Chemical Weapons Debate Plays into Syria and Russia’s Hands

Sometime in the late evening on the last Saturday of November, in the aftermath of shelling on the city, men, women and children in Aleppo began reporting symptoms of a chemical attack. The Syrian regime, which is in charge of the city, immediately blamed the rebels, who are in control just on the outskirts. Russia and the regime claimed the attack used chemical weapons, specifically chlorine gas, and the next day Russian jets struck targets west of Aleppo near the border with Idlib.

The regime then called on the United Nations to condemn the rebels. The following day, Damascus called on the Organization for the Prohibition of Chemical Weapons (OPCW), the global chemical weapons agency, to investigate the attack.

For weeks, the attack has been the subject of a sparring match between the regime and Russia on one side and the United States and its Western allies on the other. The regime said the attack was carried out by rebels. The UK said it could find no evidence of that. The US said the attack had not used chemical weapons. Russia claimed it had “irrefutable evidence” that it had.

This back-and-forth debate is precisely what the regime and Russia wants. It is a sideshow that plays straight into their hands. The regime and Russia’s playbook on this attack, as on others before it, is extraordinarily clear: spread disinformation and use the institutions of the West against it. And it is succeeding.

To understand the playbook, it’s necessary to go back to the beginning of this year. In February, helicopters dropped barrels of chemical gasses over the town of Saraqib in Idlib. Germany demanded an OPCW investigation. Four months later, it reported that the regime had probably used chlorine in the attack.

By then a second chemical attack had taken place, on a larger scale, this time in Douma, on the outskirts of Damascus. Again, the OPCW investigated. Four months later, it reported it was chlorine gas. By then, Douma had been retaken by the regime.

After the Aleppo attack in November, the regime took the extraordinary, and cunning, step of asking the OPCW to investigate.

The very agency that has blamed the regime for 33 chemical attacks on its own people in the past five years, the same agency that verified the Russian-made poison novichok was used in an attack in the British town of Salisbury, was now going to investigate an attack that the regime and Russia claimed was made by the rebels.

The Syrians were in effect asking the poacher to turn gamekeeper.

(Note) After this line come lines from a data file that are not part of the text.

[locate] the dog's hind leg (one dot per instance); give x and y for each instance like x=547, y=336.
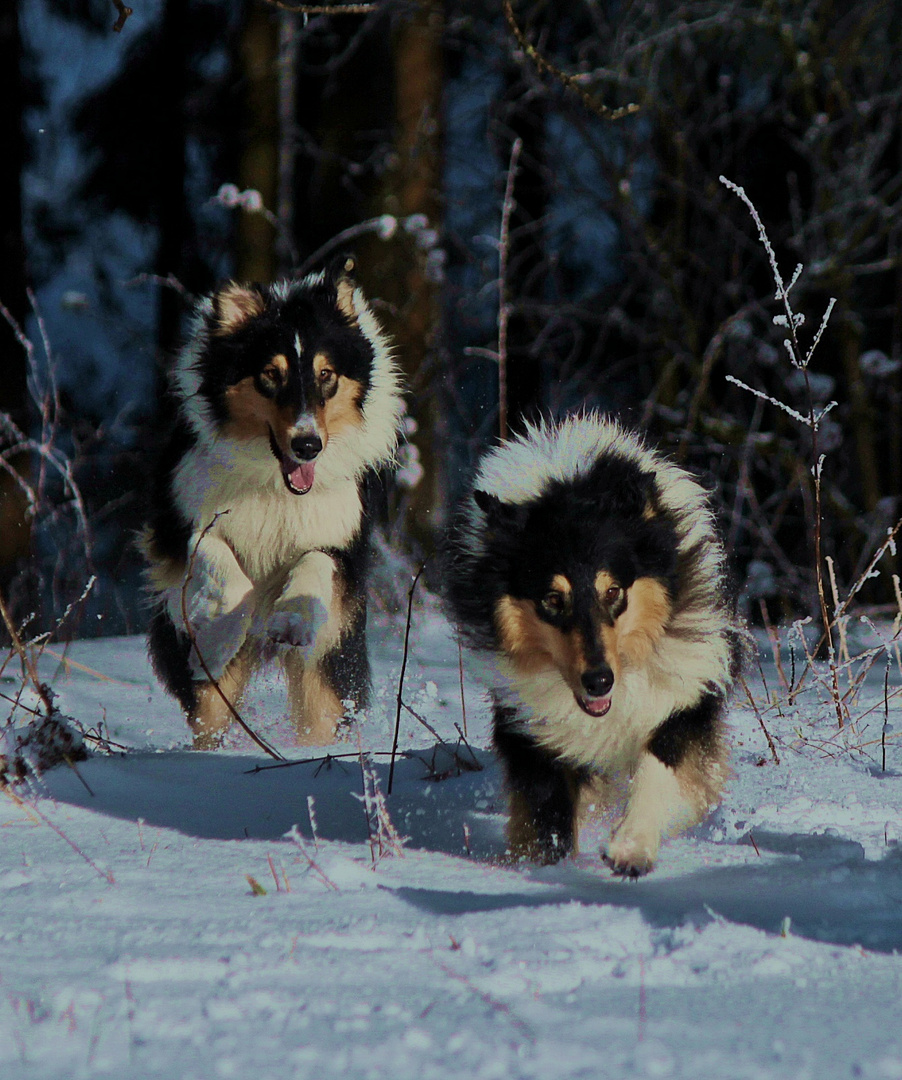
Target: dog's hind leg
x=543, y=795
x=680, y=777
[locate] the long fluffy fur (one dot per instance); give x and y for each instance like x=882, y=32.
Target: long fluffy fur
x=287, y=405
x=621, y=691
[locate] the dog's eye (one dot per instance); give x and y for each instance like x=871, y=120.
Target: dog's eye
x=613, y=595
x=554, y=603
x=327, y=379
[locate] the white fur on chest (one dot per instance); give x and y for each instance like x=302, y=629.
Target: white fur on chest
x=266, y=526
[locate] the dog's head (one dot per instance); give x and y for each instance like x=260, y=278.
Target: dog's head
x=293, y=366
x=583, y=586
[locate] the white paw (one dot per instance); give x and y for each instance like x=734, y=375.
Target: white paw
x=218, y=640
x=631, y=854
x=297, y=622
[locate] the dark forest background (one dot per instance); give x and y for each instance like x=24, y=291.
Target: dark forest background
x=241, y=138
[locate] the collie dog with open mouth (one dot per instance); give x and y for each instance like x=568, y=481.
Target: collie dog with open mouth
x=287, y=405
x=588, y=568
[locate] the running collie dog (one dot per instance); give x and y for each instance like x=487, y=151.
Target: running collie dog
x=287, y=404
x=589, y=568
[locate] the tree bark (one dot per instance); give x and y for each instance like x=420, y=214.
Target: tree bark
x=15, y=534
x=259, y=156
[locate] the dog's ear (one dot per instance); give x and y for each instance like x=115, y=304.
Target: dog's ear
x=340, y=272
x=236, y=305
x=501, y=516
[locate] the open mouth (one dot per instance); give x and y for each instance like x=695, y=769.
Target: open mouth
x=298, y=475
x=595, y=706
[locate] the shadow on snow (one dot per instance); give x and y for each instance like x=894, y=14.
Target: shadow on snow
x=825, y=886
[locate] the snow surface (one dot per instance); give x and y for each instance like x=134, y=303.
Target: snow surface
x=133, y=944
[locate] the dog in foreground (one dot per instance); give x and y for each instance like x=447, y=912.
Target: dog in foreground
x=287, y=404
x=589, y=568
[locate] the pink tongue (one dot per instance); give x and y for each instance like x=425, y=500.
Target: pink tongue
x=301, y=476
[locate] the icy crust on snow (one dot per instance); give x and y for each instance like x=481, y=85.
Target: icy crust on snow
x=157, y=921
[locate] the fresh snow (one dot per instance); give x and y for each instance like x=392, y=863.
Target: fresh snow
x=133, y=945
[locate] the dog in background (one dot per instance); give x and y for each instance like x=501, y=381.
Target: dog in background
x=287, y=405
x=588, y=568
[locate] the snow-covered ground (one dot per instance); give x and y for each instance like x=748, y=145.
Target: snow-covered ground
x=135, y=943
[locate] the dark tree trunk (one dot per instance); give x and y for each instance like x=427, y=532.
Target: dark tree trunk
x=174, y=219
x=523, y=116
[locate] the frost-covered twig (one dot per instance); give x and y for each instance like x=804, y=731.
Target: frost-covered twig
x=400, y=700
x=193, y=639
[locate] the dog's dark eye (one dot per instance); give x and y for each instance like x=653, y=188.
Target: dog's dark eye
x=327, y=379
x=554, y=604
x=613, y=595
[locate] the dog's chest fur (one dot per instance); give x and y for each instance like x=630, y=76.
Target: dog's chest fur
x=268, y=528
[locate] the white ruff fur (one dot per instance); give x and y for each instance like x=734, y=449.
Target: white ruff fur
x=369, y=444
x=676, y=676
x=255, y=553
x=691, y=658
x=659, y=808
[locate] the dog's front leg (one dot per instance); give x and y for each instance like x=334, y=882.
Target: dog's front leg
x=307, y=622
x=217, y=598
x=662, y=802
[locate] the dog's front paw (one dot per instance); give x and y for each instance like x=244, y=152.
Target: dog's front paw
x=630, y=856
x=290, y=628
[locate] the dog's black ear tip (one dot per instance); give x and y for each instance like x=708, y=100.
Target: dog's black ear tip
x=341, y=266
x=486, y=502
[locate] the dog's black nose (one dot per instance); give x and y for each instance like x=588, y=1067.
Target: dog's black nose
x=597, y=680
x=306, y=447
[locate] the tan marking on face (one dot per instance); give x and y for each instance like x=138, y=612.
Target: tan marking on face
x=523, y=840
x=534, y=645
x=314, y=706
x=643, y=624
x=251, y=415
x=212, y=717
x=236, y=305
x=342, y=409
x=604, y=581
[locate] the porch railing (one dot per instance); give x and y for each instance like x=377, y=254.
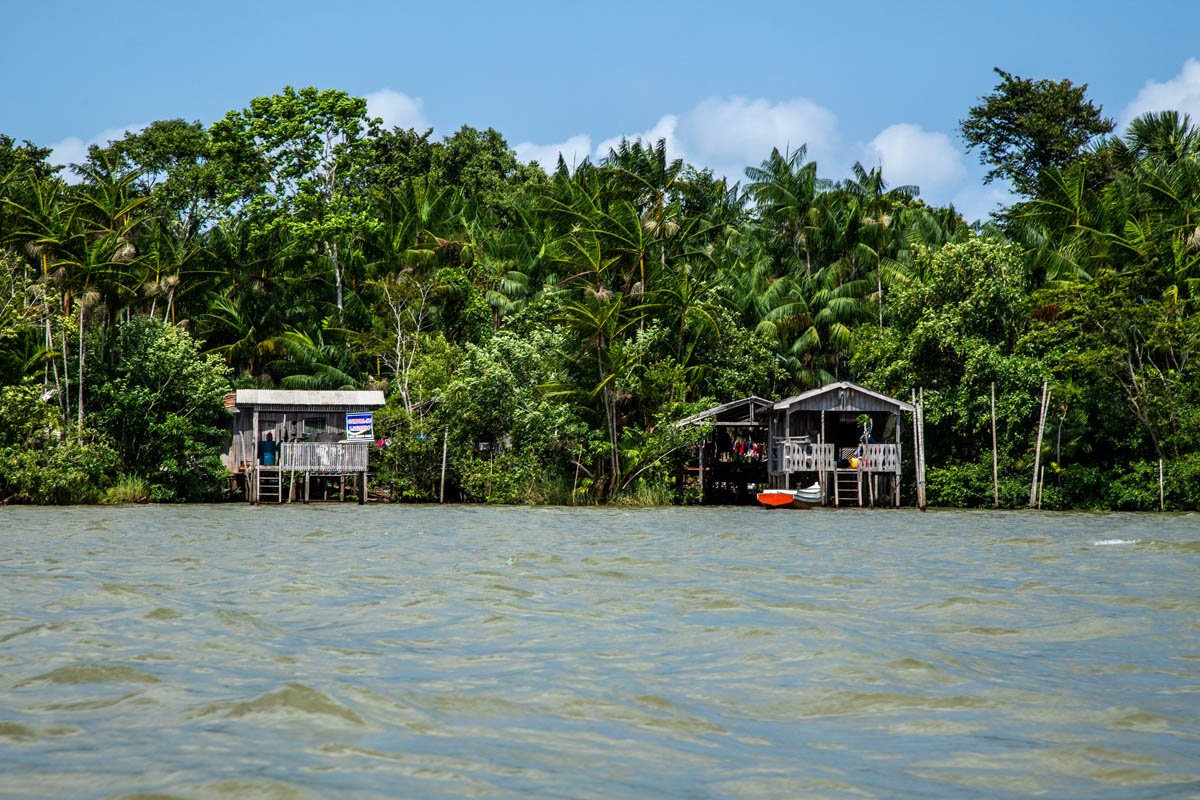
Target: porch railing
x=795, y=456
x=324, y=456
x=880, y=458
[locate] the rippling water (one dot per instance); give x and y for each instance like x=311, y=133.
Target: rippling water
x=234, y=651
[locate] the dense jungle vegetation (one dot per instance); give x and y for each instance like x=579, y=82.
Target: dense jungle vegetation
x=571, y=317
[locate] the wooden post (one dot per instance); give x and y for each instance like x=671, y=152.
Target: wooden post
x=921, y=449
x=995, y=462
x=1162, y=505
x=445, y=443
x=783, y=451
x=834, y=475
x=1037, y=449
x=899, y=461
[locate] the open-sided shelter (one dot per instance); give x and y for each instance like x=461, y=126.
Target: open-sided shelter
x=731, y=462
x=844, y=435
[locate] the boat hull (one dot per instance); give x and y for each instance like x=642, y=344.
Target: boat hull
x=791, y=498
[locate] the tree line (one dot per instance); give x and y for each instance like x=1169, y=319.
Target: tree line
x=547, y=328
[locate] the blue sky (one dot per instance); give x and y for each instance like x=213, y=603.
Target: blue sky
x=882, y=83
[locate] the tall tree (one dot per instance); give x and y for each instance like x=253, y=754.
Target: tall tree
x=293, y=160
x=1027, y=126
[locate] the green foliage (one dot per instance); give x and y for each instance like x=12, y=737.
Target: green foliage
x=129, y=488
x=40, y=459
x=567, y=322
x=1026, y=127
x=161, y=403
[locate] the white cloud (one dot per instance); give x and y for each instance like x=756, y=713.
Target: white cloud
x=731, y=134
x=1180, y=94
x=73, y=150
x=976, y=202
x=910, y=155
x=574, y=151
x=397, y=109
x=665, y=128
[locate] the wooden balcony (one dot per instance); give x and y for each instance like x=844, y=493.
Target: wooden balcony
x=803, y=456
x=324, y=457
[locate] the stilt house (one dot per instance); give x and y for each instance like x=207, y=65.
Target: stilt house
x=283, y=437
x=841, y=435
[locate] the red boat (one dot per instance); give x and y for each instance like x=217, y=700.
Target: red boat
x=804, y=498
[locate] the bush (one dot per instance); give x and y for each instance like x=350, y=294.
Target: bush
x=161, y=403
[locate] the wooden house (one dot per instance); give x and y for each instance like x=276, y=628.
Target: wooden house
x=731, y=463
x=280, y=437
x=843, y=435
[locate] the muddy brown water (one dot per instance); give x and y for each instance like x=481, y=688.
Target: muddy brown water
x=235, y=651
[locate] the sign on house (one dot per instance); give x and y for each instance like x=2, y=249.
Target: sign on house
x=360, y=426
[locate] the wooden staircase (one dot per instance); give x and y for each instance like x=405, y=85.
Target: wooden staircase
x=268, y=485
x=847, y=487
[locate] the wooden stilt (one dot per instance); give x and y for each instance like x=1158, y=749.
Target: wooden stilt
x=1162, y=505
x=445, y=444
x=1037, y=449
x=995, y=461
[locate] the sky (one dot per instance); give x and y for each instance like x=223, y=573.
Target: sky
x=880, y=83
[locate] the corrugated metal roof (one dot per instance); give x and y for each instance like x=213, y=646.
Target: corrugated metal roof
x=796, y=400
x=261, y=397
x=744, y=404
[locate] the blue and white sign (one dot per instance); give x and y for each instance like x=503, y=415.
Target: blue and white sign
x=360, y=427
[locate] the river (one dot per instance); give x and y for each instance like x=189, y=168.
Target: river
x=378, y=651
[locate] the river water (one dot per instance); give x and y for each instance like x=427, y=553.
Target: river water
x=235, y=651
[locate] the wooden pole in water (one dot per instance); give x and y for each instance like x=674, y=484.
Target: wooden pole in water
x=1037, y=449
x=916, y=450
x=445, y=440
x=995, y=462
x=922, y=500
x=1162, y=505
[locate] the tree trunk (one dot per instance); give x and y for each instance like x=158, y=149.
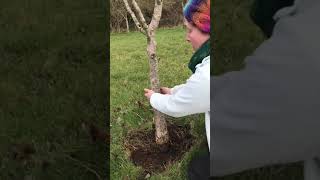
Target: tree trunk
x=127, y=23
x=162, y=136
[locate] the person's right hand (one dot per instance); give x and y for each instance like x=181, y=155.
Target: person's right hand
x=165, y=90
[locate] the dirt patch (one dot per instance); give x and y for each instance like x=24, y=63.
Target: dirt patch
x=152, y=157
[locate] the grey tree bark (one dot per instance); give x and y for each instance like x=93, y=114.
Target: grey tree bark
x=162, y=135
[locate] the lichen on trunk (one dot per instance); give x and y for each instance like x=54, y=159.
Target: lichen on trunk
x=161, y=133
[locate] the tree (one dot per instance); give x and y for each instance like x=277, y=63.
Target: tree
x=162, y=136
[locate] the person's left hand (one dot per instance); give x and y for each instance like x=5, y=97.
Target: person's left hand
x=148, y=93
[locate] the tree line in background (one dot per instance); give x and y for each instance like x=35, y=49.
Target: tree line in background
x=121, y=21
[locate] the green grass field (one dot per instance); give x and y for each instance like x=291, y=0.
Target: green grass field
x=52, y=78
x=235, y=37
x=129, y=76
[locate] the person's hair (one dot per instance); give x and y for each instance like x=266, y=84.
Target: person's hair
x=197, y=12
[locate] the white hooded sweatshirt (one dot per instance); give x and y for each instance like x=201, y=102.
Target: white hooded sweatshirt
x=190, y=98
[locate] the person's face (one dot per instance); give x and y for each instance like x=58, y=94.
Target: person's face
x=195, y=36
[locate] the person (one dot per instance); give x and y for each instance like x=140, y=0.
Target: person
x=193, y=96
x=268, y=113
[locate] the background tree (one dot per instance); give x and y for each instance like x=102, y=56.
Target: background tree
x=162, y=136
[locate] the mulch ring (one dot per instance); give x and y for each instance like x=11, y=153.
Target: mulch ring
x=152, y=157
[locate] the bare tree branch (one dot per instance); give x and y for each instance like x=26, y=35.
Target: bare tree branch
x=157, y=11
x=141, y=18
x=134, y=17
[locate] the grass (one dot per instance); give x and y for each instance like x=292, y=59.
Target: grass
x=129, y=76
x=52, y=77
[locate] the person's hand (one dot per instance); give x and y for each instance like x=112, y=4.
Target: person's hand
x=148, y=93
x=165, y=90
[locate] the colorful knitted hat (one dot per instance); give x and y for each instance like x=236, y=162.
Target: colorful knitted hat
x=197, y=12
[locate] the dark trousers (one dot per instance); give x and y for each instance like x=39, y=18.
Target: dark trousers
x=262, y=13
x=199, y=167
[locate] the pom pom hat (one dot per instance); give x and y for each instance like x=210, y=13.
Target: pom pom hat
x=197, y=12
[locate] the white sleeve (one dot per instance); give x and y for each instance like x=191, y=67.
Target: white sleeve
x=176, y=88
x=193, y=97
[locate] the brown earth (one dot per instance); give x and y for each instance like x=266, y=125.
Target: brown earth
x=152, y=157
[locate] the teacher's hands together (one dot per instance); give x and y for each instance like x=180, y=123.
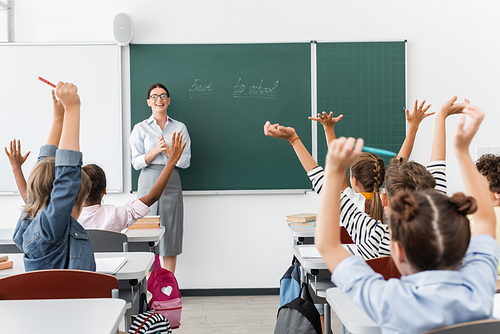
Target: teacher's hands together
x=278, y=131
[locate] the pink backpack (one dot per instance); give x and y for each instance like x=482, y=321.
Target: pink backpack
x=166, y=298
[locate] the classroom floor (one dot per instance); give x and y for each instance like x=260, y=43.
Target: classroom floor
x=234, y=314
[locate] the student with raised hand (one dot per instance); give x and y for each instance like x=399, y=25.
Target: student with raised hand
x=372, y=236
x=48, y=231
x=448, y=277
x=16, y=160
x=107, y=216
x=488, y=166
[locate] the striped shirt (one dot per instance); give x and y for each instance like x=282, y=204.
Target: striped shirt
x=371, y=235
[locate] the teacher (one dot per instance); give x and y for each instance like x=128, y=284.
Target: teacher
x=150, y=141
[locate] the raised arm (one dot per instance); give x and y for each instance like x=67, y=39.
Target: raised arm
x=484, y=217
x=439, y=142
x=174, y=153
x=288, y=133
x=328, y=122
x=161, y=147
x=68, y=95
x=414, y=119
x=57, y=122
x=16, y=160
x=341, y=154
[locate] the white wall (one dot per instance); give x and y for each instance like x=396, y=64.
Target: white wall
x=453, y=49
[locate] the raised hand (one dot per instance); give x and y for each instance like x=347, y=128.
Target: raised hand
x=451, y=108
x=67, y=94
x=58, y=106
x=464, y=135
x=327, y=119
x=174, y=152
x=161, y=146
x=15, y=156
x=418, y=114
x=278, y=131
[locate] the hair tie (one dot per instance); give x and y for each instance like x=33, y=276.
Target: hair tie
x=367, y=195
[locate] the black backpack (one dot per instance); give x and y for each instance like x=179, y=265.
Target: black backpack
x=299, y=316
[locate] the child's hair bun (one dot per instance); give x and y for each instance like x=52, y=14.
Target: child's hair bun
x=404, y=206
x=466, y=205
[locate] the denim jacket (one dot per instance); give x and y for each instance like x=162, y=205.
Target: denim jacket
x=54, y=239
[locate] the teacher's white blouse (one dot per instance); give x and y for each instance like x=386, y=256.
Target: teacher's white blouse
x=144, y=138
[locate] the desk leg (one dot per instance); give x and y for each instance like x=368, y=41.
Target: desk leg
x=327, y=319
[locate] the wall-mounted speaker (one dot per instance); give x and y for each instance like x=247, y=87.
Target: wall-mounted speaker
x=123, y=29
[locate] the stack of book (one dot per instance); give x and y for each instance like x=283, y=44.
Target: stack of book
x=302, y=219
x=5, y=263
x=146, y=222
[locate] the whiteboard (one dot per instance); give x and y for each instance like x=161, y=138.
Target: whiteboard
x=26, y=103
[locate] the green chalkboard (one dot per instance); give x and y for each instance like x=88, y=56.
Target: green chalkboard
x=224, y=93
x=366, y=83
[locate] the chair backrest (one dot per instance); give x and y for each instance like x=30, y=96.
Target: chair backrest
x=58, y=284
x=345, y=238
x=385, y=266
x=480, y=326
x=108, y=241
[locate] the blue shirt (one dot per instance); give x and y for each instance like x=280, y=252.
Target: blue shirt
x=144, y=138
x=429, y=299
x=54, y=239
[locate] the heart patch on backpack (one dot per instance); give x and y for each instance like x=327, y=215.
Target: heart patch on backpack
x=167, y=290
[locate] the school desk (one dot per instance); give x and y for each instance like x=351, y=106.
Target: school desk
x=352, y=319
x=77, y=316
x=302, y=234
x=131, y=277
x=139, y=240
x=315, y=267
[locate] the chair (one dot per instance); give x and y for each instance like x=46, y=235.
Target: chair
x=385, y=266
x=481, y=326
x=58, y=284
x=108, y=241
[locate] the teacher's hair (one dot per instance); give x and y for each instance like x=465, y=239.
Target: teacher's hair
x=158, y=85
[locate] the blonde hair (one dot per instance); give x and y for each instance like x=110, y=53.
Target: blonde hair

And the OPCW agreed.

By the time the OPCW reports – and on current form it could be in February, or later if the regime hinders its access to Aleppo – the world will have moved on, and Russia and the regime will have accomplished its objectives.

At the beginning of December, the US and the UK said their own investigation had concluded that chlorine had not been used – it was more likely teargas – and that it had been used not by the rebels but by the regime.

But does it even matter? If the attack came from the regime, the US can’t stop the Russian retaliation that already took place less than 24 hours after the attack. If the OPCW in a few months finds it was teargas rather than chlorine gas, that won’t stop the retaliation that has already taken place. If the regime and Russia want to use this – or a future false flag attack – as a pretext to end the ceasefire in Idlib, the US can’t stop that happening either.

Indeed, even this conclusion plays directly into the playbook of Russia, because it raises more questions than it answers. If the regime conducted this false flag attack to frame the rebels, as the US claims, why use tear gas and not chlorine gas, especially as the regime specifically claimed it was chlorine that was used? After all, the regime hardly seems concerned for the welfare of its people. A Russian spokesman, with a straight face, given its previous run-ins with the OPCW, said the US’s claim was meant to hinder the agency’s “unbiased investigation.”

These ultimately unknowable questions are precisely the terrain on which the regime and Russia wants to fight the information war.

All the argument does is move the debate on to the shifting sands of chemical weapons, rather than the factual basis of Russian involvement and conventional regime attacks, which are continuing.

Russia’s disinformation campaign is not built to promote alternative facts, but to sow doubts, so that the real narrative is obscured. Since August, Russia has been running a disinformation campaign claiming the rebels would stage a chemical weapons attack. Last week, the EU highlighted how Russia had been running a similar year-long disinformation campaign ahead of the confrontation in the Sea of Azov.

These debates over reality allow Russia and the regime to keep the outside world unbalanced, buying time for the regime and its allies to plan its next moves.

By using the specter of chemical weapons, and appearing to accept the legitimacy of international institutions and norms, the regime and its allies are pretending to fight the information war on the West’s turf – when in fact they are merely obscuring their actions on the real battlefield.

Faisal Al Yafai is currently writing a book on the Middle East and is a frequent commentator on international TV news networks. He has worked for news outlets such as The Guardian and the BBC, and reported on the Middle East, Eastern Europe, Asia and Africa.